Midst the usual welter of end-of-year travel trade press news items and analyses were accounts that suggest that the travelers in the USA’s top two European source markets—Germany and the UK—still sometimes rely on, prefer, and like package tours.
In the UK, British retail and shopper marketing agency Savvy released the results of a survey of more than 1,000 holidaymakers for BBC Radio’s “You & Yours” program which indicated that nearly two-thirds of those surveyed said that they were still comfortable with booking a package holiday—this despite the collapse last September of Thomas Cook, the UK’s oldest tour operator.
And according to the latest data from the UK’s Office for National Statistics (ONS) the package holiday market has experience five consecutive years of growth.

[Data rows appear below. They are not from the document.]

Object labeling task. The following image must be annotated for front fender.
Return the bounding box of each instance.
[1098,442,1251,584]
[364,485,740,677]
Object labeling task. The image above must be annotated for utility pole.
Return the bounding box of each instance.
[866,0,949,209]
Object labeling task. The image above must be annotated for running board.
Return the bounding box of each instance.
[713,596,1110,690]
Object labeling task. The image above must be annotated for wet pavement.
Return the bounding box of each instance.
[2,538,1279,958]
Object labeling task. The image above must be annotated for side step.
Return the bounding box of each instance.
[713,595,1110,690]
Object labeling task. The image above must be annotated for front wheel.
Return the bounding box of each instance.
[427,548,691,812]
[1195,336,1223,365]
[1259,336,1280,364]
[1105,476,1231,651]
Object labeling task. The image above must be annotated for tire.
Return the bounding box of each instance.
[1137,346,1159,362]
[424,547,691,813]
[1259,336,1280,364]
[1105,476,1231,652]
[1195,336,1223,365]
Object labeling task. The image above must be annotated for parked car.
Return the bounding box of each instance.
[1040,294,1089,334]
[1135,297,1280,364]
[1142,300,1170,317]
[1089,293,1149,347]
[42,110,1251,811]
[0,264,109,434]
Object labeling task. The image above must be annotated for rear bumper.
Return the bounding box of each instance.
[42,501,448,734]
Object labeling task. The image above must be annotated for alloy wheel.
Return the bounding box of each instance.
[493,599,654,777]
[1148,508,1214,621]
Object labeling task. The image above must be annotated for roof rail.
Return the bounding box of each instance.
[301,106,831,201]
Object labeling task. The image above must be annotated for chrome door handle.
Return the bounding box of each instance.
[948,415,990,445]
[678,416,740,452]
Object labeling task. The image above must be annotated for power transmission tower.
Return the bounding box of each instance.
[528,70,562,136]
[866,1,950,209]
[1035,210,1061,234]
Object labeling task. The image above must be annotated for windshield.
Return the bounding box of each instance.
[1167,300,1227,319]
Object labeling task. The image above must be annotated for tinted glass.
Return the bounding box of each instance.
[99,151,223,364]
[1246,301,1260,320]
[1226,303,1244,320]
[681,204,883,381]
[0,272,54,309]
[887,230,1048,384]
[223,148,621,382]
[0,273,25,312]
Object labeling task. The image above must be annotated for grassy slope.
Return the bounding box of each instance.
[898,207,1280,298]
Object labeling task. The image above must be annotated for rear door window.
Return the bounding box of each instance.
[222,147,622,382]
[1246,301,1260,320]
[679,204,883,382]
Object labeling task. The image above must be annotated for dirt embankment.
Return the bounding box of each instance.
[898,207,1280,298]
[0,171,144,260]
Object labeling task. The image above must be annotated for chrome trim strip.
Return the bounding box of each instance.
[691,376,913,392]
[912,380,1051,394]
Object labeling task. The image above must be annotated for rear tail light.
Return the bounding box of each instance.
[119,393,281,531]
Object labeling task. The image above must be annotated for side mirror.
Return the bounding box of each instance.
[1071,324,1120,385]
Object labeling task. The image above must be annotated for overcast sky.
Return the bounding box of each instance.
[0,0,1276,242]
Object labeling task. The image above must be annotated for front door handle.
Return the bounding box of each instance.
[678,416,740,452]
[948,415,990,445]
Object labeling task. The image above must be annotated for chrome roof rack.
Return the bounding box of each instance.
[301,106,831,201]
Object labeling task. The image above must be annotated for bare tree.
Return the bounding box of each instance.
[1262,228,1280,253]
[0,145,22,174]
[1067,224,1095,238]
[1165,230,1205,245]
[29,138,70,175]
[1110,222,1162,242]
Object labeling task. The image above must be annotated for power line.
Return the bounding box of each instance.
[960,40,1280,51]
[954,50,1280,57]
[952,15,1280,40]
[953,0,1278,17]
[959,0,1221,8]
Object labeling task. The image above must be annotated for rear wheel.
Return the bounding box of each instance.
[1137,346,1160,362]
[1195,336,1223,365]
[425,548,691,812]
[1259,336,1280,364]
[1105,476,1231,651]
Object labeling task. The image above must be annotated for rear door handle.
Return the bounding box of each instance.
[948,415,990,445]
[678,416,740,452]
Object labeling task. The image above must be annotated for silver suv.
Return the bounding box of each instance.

In Germany, meanwhile, FVW reported that a survey for the German Travel Association (DRV) showed that slightly less than half (44 percent) of the 1,005 respondents—they had been on a holiday at least once in the past three years—had booked a package holiday, with 94 percent of them indicating that they were satisfied
Also from the survey, which was conducted by the Berlin-based Forsa Institute: the three most important factors for package holiday customers were good value for money (97 percent); reliable help and crisis management from the tour operator (96 percent); and financial protection for unforeseen incidents or cancellations (94 percent).
In addition—in a finding sure to have pleased travel agents—results showed that more than half (57 percent) of the respondents were convinced that advice in a travel agency went beyond what they could research and book for themselves on the internet. While this view is strongest amongst customers aged over 45 but even 50 percent of young people (18 – 29) shared the opinion.
DRV’s president, Norbert Fiebig, took note of the findings at the association’s annual conference as he addressed the impact of the Thomas Cook shutdown, commenting that, “The insolvency of the founder of package holidays is a hard blow and leaves the industry facing serious challenges … Thomas Cook may be bankrupt but package holidays are not.”